A Simple Testosterone Boosting Leg Work Out
While it’s great knowing that leg workouts can boost testosterone more than a workout consisting of arms and abdominals, it doesn’t give you the license to have a subpar workout. You still need to go balls to the walls with high-intensity movements. Thus, this means not focusing on machine leg extensions, but rather heavy compound movements.
A great leg work out that we leave you spent time and time again will look something like this –
Four working sets of between 6 to 12 reps. It is important that you choose a sufficiently heavy weight that does not allow you to perform more than two additional reps outside of range prescribed. On your last set (set 4) you should increase the weight slightly so that you fail in the 6 to 8 rep range.

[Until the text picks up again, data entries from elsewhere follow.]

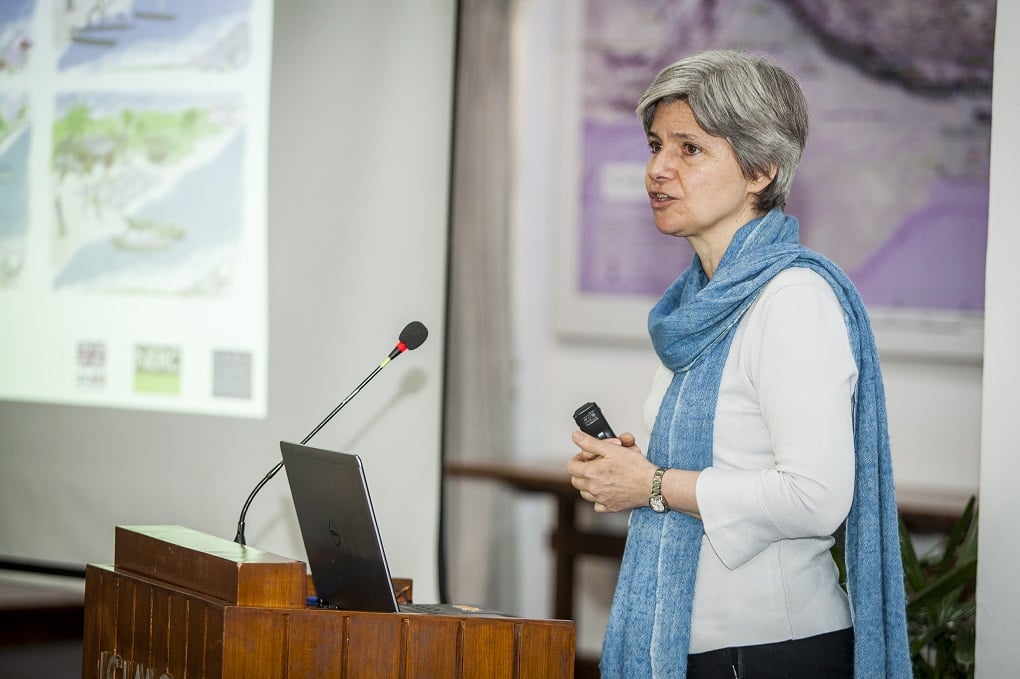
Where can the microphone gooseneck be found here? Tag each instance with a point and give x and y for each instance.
(412, 336)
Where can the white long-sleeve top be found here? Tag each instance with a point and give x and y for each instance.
(781, 479)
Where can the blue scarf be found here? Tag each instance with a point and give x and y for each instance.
(692, 327)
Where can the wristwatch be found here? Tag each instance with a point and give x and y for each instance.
(655, 499)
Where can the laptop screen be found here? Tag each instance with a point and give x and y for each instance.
(339, 529)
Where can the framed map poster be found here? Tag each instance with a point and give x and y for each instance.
(893, 186)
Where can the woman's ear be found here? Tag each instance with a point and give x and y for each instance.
(759, 184)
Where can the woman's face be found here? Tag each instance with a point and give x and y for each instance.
(694, 181)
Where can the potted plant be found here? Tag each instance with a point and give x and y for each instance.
(940, 606)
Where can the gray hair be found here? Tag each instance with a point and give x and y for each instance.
(751, 102)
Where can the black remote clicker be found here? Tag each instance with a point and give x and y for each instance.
(591, 420)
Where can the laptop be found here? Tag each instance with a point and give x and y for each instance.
(341, 535)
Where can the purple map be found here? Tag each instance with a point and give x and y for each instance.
(894, 185)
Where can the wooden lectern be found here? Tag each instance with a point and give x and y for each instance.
(177, 604)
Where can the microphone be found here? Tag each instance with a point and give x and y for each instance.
(412, 336)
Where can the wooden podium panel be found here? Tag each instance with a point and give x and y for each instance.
(192, 623)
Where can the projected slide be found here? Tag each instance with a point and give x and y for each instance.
(133, 213)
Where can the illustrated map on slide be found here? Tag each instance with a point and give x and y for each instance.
(133, 225)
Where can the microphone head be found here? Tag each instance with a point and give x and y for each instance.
(413, 334)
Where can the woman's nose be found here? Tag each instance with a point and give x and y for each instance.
(659, 167)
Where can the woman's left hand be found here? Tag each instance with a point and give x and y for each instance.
(613, 474)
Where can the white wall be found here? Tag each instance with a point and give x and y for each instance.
(359, 155)
(934, 406)
(999, 551)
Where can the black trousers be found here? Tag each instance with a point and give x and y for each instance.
(829, 656)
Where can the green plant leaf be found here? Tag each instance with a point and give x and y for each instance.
(956, 579)
(957, 535)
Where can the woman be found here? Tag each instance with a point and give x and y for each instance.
(770, 426)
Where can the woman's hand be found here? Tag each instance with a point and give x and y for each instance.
(613, 474)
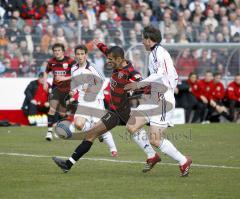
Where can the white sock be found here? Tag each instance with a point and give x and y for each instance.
(72, 127)
(108, 139)
(168, 148)
(72, 160)
(87, 125)
(141, 138)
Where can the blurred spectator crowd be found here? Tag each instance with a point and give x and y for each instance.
(28, 29)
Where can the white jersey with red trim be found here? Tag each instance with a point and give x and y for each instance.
(161, 68)
(88, 81)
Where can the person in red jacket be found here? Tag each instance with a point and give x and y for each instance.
(187, 96)
(36, 100)
(233, 95)
(205, 93)
(216, 107)
(218, 88)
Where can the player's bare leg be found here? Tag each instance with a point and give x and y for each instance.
(157, 139)
(83, 148)
(82, 124)
(135, 127)
(51, 118)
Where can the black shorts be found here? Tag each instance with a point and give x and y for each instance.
(114, 118)
(59, 96)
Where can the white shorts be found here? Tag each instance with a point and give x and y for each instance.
(92, 111)
(158, 111)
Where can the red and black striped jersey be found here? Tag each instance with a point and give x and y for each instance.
(62, 68)
(121, 77)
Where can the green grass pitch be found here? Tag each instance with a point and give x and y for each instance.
(215, 150)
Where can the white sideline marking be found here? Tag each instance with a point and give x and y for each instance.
(117, 161)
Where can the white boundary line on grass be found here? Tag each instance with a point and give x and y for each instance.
(117, 161)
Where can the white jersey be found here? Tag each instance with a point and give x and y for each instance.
(87, 77)
(161, 68)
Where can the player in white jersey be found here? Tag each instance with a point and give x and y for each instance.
(157, 109)
(88, 83)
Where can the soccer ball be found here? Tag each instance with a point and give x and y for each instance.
(62, 129)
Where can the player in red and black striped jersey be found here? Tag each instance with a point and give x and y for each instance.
(59, 65)
(123, 73)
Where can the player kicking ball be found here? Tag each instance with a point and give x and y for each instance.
(87, 83)
(163, 80)
(122, 74)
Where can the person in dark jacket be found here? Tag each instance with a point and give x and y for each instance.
(36, 100)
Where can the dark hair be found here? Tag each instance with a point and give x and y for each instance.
(116, 51)
(150, 32)
(208, 71)
(191, 74)
(217, 74)
(81, 47)
(58, 45)
(40, 75)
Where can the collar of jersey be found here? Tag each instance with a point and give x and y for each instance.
(155, 45)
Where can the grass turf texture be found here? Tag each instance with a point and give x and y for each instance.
(39, 177)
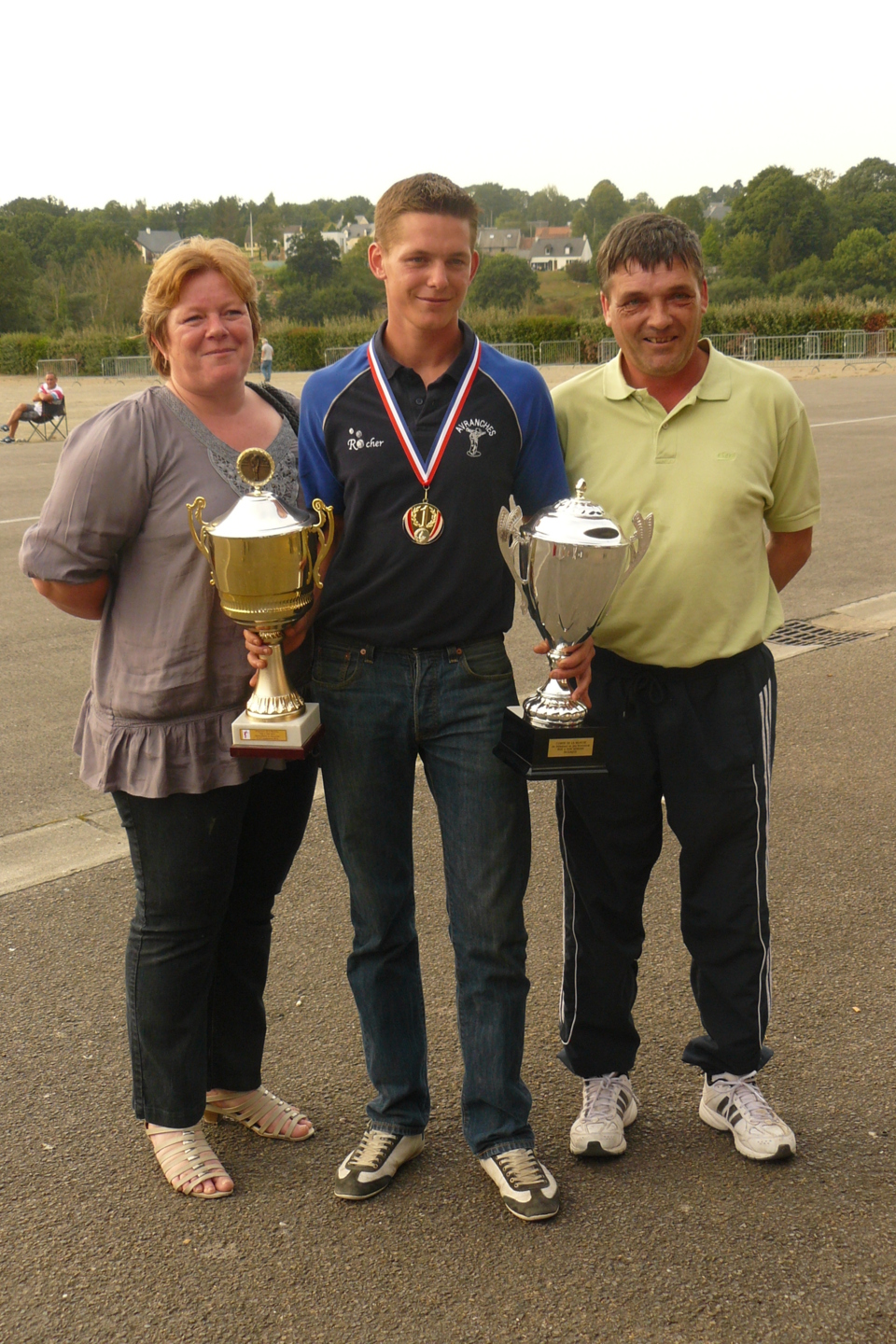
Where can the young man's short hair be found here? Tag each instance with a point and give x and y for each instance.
(426, 194)
(649, 241)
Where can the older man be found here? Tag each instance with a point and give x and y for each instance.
(48, 400)
(682, 680)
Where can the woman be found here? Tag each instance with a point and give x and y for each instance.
(168, 679)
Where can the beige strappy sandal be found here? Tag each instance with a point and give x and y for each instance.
(260, 1112)
(187, 1161)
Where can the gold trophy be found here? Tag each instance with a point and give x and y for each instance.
(265, 562)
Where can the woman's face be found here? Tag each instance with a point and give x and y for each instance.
(208, 335)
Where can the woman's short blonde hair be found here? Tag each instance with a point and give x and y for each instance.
(170, 274)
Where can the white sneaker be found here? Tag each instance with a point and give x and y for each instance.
(609, 1106)
(526, 1187)
(370, 1167)
(736, 1103)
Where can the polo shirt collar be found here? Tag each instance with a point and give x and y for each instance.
(715, 385)
(455, 371)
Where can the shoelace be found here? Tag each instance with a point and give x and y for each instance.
(372, 1148)
(749, 1097)
(601, 1094)
(520, 1169)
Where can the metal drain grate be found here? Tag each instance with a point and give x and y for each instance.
(802, 632)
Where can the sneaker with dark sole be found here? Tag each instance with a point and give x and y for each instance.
(526, 1187)
(609, 1106)
(370, 1167)
(735, 1103)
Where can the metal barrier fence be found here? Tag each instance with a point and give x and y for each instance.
(128, 366)
(63, 369)
(560, 353)
(523, 351)
(336, 353)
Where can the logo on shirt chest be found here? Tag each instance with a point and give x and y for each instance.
(474, 429)
(357, 441)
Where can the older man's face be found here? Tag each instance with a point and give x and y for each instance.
(656, 316)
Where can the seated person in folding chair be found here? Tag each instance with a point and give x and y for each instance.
(51, 399)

The leg press machine is excellent for helping you to develop the muscles of the vastus medialis, which is responsible for that outer thigh sweep indicative of powerful legs. While it is possible to overload the leg press machine heavily, you should let logic prevail, and ensure that the weight you choose allows a full range of motion and not a lame 2-3 inches of movement per rep. Perform 3 to 4 working sets of 8 to 12 reps for best results.
Stiff Legged Deadlifts
These primarily emphasize muscles of the hamstrings and to a lesser extent glutes, as the motion mimics raising a load off of the floor while keeping your legs fairly stationary. A slight bend at the knees is acceptable, given that you do not straighten it too much and recruit muscles of the quadriceps. Four working sets of 8 to 12 reps each are excellent to fatigue this muscle.
Seated/Standing Calf Raises
These two exercises target two different part of the calves, one that gives it dimension from the sides, and the other while viewing from the front. You should alternate workouts by choosing one or the other. Four sets with higher volume; in the 20 to 30 rep range is best for adequate stimulation of these muscles.
Do Leg Workouts Increase Testosterone – The Verdict
Yes, an intense leg work out will 100% (maybe more!) increase testosterone levels, especially if performed consistently. It is important to note that your post-workout testosterone levels will be much higher than your levels while at rest, so don’t be discouraged by natural variation.
Regardless, placing your focus on larger muscle groups, combined with a smart diet plan is a great way to get your testosterone values back on track, and improve your overall health.